According to BMI analysts, Brent has now retraced part of its earlier rally but still trades above levels seen a week ago, with the reversal in prices driven by Trump’s indication that he would delay any strikes on Iran.

“Given the potential political upheaval in Iran, oil prices are likely to experience greater volatility as markets digest the potential for supply disruptions,” they said.

Sentiment vs Fundamentals

Analysts continued to emphasize a bearish tilt on the broader supply outlook for the current year, even after earlier projections from OPEC suggesting a broadly balanced market.

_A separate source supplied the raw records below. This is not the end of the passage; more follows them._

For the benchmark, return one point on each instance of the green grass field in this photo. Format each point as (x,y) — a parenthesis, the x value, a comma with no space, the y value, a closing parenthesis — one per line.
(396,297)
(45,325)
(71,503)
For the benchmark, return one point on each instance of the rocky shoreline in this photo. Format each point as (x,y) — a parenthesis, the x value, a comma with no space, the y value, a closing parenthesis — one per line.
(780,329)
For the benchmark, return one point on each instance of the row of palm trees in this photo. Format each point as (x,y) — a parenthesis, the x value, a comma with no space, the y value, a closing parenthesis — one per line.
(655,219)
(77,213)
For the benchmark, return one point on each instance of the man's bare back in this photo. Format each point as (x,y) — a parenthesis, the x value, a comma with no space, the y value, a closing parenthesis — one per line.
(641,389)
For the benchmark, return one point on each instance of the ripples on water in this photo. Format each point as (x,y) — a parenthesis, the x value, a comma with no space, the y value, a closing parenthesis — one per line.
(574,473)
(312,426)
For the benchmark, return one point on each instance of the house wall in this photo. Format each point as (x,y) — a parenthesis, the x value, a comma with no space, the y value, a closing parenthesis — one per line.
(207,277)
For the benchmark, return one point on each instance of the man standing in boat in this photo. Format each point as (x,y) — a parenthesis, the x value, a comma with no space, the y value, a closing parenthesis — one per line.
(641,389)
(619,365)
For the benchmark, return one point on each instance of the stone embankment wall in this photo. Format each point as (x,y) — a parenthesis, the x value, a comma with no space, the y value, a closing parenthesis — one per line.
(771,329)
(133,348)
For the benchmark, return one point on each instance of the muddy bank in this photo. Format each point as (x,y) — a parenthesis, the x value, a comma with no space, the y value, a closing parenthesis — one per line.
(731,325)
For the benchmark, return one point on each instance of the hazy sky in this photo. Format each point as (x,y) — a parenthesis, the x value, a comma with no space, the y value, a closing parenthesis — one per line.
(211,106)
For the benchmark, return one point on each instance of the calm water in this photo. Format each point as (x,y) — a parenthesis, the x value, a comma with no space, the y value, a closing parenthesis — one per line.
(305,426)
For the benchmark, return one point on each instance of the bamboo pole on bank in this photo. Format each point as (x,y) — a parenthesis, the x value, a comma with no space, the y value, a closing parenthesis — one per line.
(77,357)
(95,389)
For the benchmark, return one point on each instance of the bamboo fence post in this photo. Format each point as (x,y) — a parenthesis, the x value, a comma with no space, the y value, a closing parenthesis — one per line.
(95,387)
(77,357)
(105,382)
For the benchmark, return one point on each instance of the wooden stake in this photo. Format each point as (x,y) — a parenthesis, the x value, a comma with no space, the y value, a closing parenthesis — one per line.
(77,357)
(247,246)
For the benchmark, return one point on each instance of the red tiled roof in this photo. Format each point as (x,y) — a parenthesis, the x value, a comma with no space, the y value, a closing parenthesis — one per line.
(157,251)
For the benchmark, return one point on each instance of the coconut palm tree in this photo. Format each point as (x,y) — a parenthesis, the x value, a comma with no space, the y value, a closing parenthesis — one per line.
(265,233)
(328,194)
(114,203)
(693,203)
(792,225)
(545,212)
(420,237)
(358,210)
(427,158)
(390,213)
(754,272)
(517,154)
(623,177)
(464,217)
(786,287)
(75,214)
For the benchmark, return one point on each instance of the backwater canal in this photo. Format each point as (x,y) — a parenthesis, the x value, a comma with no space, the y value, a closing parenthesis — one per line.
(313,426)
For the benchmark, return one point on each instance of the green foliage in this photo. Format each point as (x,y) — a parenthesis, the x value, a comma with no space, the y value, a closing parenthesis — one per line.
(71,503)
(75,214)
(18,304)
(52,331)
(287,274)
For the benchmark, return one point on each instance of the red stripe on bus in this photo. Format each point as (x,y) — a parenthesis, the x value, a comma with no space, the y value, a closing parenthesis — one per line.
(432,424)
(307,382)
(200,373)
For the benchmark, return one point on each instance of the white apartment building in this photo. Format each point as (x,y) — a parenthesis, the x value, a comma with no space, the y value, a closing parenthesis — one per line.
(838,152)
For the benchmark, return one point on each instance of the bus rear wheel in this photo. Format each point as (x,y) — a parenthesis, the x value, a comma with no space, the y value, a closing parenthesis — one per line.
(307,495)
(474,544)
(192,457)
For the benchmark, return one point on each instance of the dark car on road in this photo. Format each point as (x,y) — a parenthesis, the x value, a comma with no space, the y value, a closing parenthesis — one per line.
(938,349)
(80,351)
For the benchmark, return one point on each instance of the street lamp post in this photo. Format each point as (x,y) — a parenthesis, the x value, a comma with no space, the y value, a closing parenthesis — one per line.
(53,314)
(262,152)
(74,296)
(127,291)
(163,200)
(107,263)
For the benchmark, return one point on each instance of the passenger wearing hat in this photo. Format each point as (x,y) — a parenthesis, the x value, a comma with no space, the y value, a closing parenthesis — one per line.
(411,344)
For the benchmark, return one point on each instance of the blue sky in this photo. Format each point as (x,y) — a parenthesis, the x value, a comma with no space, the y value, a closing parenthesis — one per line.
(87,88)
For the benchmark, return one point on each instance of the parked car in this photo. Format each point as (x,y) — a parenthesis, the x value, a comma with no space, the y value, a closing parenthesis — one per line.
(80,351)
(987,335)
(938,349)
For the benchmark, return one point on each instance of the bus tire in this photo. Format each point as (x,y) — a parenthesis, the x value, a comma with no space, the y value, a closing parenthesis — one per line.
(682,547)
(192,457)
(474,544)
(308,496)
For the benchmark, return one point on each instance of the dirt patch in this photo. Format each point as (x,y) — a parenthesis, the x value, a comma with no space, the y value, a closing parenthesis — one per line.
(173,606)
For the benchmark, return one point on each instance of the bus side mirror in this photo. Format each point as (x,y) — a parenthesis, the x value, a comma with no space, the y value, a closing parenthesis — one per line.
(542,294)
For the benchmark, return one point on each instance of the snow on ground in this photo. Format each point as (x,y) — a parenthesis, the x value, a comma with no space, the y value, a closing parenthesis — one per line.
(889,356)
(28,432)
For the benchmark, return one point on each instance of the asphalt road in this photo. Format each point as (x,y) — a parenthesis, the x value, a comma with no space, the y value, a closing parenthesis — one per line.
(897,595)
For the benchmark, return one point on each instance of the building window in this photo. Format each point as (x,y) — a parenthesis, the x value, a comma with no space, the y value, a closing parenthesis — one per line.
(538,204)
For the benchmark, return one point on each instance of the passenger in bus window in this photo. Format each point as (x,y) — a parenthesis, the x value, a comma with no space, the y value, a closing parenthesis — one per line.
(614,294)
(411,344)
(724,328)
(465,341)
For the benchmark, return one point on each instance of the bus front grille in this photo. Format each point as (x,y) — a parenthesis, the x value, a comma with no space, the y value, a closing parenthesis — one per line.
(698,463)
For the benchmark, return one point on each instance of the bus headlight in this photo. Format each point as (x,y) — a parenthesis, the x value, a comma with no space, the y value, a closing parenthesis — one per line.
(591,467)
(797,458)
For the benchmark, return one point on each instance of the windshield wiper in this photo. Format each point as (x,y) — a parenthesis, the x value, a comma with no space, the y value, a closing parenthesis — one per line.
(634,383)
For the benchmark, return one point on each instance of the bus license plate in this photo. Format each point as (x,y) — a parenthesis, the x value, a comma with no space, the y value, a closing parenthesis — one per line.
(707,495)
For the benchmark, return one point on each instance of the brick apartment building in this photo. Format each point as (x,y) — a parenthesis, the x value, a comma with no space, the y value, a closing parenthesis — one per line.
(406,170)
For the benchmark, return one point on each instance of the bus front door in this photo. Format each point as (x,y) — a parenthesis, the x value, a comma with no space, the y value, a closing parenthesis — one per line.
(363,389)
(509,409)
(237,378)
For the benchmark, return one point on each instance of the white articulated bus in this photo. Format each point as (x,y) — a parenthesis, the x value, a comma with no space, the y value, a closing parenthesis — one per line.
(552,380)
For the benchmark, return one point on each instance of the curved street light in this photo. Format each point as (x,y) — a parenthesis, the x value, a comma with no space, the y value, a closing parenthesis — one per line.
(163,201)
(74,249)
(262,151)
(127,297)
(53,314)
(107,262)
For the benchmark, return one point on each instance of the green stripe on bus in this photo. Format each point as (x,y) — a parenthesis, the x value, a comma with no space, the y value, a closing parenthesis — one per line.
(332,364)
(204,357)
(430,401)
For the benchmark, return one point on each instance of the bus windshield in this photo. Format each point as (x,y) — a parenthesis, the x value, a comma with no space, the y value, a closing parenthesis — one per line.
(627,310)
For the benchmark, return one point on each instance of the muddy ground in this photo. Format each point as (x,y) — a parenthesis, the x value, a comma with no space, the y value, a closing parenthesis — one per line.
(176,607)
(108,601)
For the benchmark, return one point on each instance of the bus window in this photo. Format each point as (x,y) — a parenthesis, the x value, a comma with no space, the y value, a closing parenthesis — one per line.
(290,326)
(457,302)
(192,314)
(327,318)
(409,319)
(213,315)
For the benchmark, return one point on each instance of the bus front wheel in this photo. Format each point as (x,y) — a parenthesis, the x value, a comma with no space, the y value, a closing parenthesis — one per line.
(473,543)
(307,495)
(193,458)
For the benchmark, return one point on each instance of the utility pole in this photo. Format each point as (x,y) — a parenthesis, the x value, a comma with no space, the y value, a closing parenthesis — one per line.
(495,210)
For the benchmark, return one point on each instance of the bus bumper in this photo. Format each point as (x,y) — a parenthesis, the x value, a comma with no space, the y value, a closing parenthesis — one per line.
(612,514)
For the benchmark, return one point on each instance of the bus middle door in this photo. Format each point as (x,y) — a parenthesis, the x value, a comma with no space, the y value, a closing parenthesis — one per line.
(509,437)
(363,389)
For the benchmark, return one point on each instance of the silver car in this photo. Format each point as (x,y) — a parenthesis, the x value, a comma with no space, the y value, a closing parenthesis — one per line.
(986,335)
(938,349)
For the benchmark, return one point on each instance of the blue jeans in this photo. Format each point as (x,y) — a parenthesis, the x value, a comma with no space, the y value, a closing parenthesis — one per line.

“Sentiment is driving markets, but the impact of headlines is always short-lived, especially when fundamentals look comfortable in the backseat,” said Phillip Nova senior market analyst Priyanka Sachdeva.

“Despite the steady drumbeat of geopolitical risks and macro speculation, the underlying balance still points to ample supply … unless we see a genuine revival in Chinese demand or a meaningful bottleneck in physical barrel flows, oil looks range-bound, with Brent broadly hovering between $57 and $67.”

OPEC Outlook and Shell Scenario Analysis

On Wednesday, OPEC stated that it expected oil supply and demand to remain in balance in 2026, with demand in 2027 forecast to grow at a rate similar to this year’s increase.

On Thursday, Shell released its 2026 Energy Security Scenarios, outlining a constructive view on future energy consumption and oil demand. The company projected that primary energy demand by 2050 could be 25% higher than last year.